To install this save set, follow the standard OpenVMS installation procedures using this save-set name as the name of the kit. There are several categories of locales that you can select to install. You can select as many locales as you need by answering the following prompts:


* Do you want European and US support? [YES]? 
* Do you want Chinese GB18030 support (locale and Unicode converters) [YES]? 
* Do you want Chinese support? [YES]? 
* Do you want Japanese support? [YES]? 
* Do you want Korean support? [YES]? 
* Do you want Thai support? [YES]? 
* Do you want the Unicode converters? [YES]? 

This kit also has an Installation Verification Procedure that we recommend you run to verify the correct installation of the kit.

10.1.2 Unicode Support

In OpenVMS Version 7.2, the HP C Run-Time Library added the Universal Unicode locale, which is distributed with the OpenVMS system, not with the VMSI18N0nn kit. The name of the Unicode locale is:


   UTF8-20 

Like those locales shipped with the VMSI18N0nn kit, the Unicode locale is located at the standard location referred to by the SYS$I18N_LOCALE logical name.

The UTF8-20 Unicode is based on Unicode standard Version V2.0. The Unicode locale uses UCS-4 as wide-character encoding and UTF-8 as multibyte character encodings.

HP C RTL also includes converters that perform conversions between Unicode and any other supported character sets. The expanded set of converters includes converters for UCS-2, UCS-4, and UTF-8 Unicode encoding. The Unicode converters can be used by the ICONV CONVERT utility and by the iconv family of functions in the HP C Run-Time Library.

In OpenVMS Version 7.2, the HP C Run-Time Library added Unicode character set converters for Microsoft Code Page 437.

10.2 Features of International Software

International software is software that can support multiple languages and cultures. An international program should be able to:

To meet the previous requirements, an application should not make any assumptions about the language, local customs, or the coded character set used. All this localization data should be defined separately from the program, and only bound to it at run time.

The rest of this chapter describes how you can create international software using HP C.

10.3 Developing International Software Using HP C

The HP C environment provides the following facilities to create international software:

10.4 Locales

A locale consists of different categories, each of which determines one aspect of the international environment. Table 10-1 lists the categories in a locale and describes the information in each.

Table 10-1 Locale Categories
Category Description
LC_COLLATE Contains information about collating sequences.
LC_CTYPE Contains information about character classification.
LC_MESSAGES Defines the answers that are expected in response to yes/no prompts.
LC_MONETARY Contains monetary formatting information.
LC_NUMERIC Contains information about formatting numbers.
LC_TIME Contains time and date information.
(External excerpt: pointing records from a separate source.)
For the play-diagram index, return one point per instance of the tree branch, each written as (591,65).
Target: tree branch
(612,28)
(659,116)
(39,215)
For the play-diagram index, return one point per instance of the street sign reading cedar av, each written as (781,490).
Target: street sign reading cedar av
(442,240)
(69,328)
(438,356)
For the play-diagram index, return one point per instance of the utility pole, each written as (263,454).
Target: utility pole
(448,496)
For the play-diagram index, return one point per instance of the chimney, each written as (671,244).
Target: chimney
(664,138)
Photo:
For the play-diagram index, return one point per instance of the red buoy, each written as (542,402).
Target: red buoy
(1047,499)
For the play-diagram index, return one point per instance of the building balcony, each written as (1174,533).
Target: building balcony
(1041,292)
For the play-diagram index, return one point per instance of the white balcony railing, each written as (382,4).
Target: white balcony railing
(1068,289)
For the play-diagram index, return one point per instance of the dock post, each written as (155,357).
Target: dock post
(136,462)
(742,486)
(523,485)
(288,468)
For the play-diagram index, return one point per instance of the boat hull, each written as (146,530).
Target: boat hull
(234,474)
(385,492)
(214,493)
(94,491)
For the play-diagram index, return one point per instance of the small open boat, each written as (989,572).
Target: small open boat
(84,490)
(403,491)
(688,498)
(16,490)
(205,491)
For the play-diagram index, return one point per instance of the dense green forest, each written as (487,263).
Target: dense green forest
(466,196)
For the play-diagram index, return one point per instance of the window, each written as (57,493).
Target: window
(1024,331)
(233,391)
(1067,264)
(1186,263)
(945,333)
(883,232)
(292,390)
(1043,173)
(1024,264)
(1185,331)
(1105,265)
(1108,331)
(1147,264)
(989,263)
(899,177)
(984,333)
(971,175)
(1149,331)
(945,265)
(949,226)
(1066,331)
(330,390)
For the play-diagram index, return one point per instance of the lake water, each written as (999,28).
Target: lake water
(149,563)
The locales provided reside in the directory defined by the SYS$I18N_LOCALE logical name. The file-naming convention for locales is:


language_country_codeset.locale 

Where:

10.5 Using the setlocale Function to Set Up an International Environment

An application sets up its international environment at run time by calling the setlocale function. The international environment is set up in one of two ways:

The syntax for the setlocale function is:

char *setlocale(int category, const char *locale)

Where:

If an application does not call the setlocale function, the default locale is the C locale. This allows such applications to call those functions that use information in the current locale.

Specifying the Locale Using Logical Names

If the setlocale function is called with "" as the locale argument, the function checks for a number of logical names to determine the locale name for the category specified.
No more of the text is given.